Standardizing Medical Devices Surveillance Data"

knitr::opts_chunk$set(
  collapse = TRUE,
  comment = "#>"
)
load(file="../data/maude.rda")
load(file="../data/sales.rda")
library(mds)

Why?

Medical device event data are messy.

Common challenges include:

How?

The mds package provides a standardized framework to address these challenges:

Purpose of This Vignette

Note on Statistical Algorithms

mds data and analysis standards allow for seamless application of various statistical trending algorithms via the mdsstat package (under development).

Data: MAUDE and Simulated Sales

Our example dataset maude was queried from the FDA MAUDE API and contains 535 reported events on bone cement in 2017. Furthermore, a simulated exposure dataset sales was generated to provide denominator data for our bone cement events.

library(mds)
dim(maude)
dim(sales)
head(maude, 3)
knitr::kable(head(maude, 3))
head(sales, 3)
knitr::kable(head(sales, 3))

Raw Data to Trending in 4 Steps {#foursteps}

The general workflow to go from data to trending over time is as follows:

  1. Use deviceevent() to standardize device-event data.
  2. Use exposure() to standardize exposure data (optional).
  3. Use define_analyses() to enumerate possible analysis combinations.
  4. Use time_series() to generate counts (and/or rates) by time based on your defined analyses.

Live Example

# Step 1 - Device Events
de <- deviceevent(
  maude,
  time="date_received",
  device_hierarchy=c("device_name", "device_class"),
  event_hierarchy=c("event_type", "medical_specialty_description"),
  key="report_number",
  covariates="region",
  descriptors="_all_")

# Step 2 - Exposures (Optional step)
ex <- exposure(
  sales,
  time="sales_month",
  device_hierarchy="device_name",
  match_levels="region",
  count="sales_volume")

# Step 3 - Define Analyses
da <- define_analyses(
  de,
  device_level="device_name",
  exposure=ex,
  covariates="region")

# Step 4 - Time Series
ts <- time_series(
  da,
  deviceevents=de,
  exposure=ex)

What to Do Next

You may:

Summarize Defined Analyses

summary(da)

Show All Analyses as a Data Frame

dadf <- define_analyses_dataframe(da)
head(dadf, 3)
knitr::kable(head(dadf, 3))

Plot Time Series of Counts and Rates {#quickplot}

plot(ts[[1]])
plot(ts[[4]], "rate", type='l')

deviceevent() to Standardize Device-Event Data {#de}

Basic Usage

de <- deviceevent(maude, "date_received", c("device_name", "device_class"), c("event_type", "medical_specialty_description"))
head(de, 3)
knitr::kable(head(de, 3))

Advanced Usage

de <- deviceevent(
  maude,
  time="date_received",
  device_hierarchy=c("device_name", "device_class"),
  event_hierarchy=c("event_type", "medical_specialty_description"),
  key="report_number",
  covariates="region",
  descriptors="_all_")
head(de, 3)
knitr::kable(head(de, 3))

Required Arguments

data_frame : is the input device-event data frame. All remaining arguments refer to variables within this data frame.

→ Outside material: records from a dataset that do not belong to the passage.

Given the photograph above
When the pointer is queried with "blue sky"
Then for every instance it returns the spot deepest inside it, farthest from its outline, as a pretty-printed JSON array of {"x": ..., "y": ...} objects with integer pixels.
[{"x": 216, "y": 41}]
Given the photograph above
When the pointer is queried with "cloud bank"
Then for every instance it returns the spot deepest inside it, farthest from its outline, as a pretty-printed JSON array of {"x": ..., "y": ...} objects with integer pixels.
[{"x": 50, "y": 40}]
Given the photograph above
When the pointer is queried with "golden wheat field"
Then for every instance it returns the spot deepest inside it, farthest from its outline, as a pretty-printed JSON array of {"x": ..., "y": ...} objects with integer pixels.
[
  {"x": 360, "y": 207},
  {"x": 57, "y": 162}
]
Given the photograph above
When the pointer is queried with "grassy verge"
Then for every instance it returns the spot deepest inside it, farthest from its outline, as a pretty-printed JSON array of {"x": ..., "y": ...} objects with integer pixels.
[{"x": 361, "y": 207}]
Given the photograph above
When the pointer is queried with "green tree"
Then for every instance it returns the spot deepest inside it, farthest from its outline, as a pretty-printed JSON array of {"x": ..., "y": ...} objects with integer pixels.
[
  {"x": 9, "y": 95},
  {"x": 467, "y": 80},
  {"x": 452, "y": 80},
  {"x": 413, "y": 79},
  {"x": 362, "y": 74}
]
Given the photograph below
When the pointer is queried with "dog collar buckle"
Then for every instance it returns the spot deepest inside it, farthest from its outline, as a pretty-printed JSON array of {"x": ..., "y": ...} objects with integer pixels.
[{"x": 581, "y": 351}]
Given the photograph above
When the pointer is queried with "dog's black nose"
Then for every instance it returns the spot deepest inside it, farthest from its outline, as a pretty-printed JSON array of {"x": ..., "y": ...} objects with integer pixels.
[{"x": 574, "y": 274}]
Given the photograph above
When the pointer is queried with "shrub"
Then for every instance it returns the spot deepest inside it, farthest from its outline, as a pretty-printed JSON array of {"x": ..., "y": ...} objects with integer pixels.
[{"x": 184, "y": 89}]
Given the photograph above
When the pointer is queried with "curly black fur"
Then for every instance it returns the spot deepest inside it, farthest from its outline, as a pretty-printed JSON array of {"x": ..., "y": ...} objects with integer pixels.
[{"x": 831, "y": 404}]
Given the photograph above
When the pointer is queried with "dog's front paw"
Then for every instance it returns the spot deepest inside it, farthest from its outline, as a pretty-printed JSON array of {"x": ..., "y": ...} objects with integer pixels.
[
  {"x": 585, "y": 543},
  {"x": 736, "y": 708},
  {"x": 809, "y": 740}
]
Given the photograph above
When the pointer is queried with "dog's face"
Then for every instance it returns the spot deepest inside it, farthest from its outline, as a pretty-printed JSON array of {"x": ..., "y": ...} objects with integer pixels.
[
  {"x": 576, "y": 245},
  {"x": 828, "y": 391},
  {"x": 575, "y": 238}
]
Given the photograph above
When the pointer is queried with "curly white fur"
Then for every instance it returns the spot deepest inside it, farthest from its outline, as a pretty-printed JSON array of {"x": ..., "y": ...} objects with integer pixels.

time : is the name of the variable containing the time of the event. The input format of the time will be flexibly converted into Date format.

device_hierarchy : organizes all your device variables into a hierarchy. The hierarchical concept reflects how devices are often nested into progressively more general groups. Set the first variable as the lowest device level that you would like to trend at. mds remembers this hierarchy and allows trending at multiple levels as you specify.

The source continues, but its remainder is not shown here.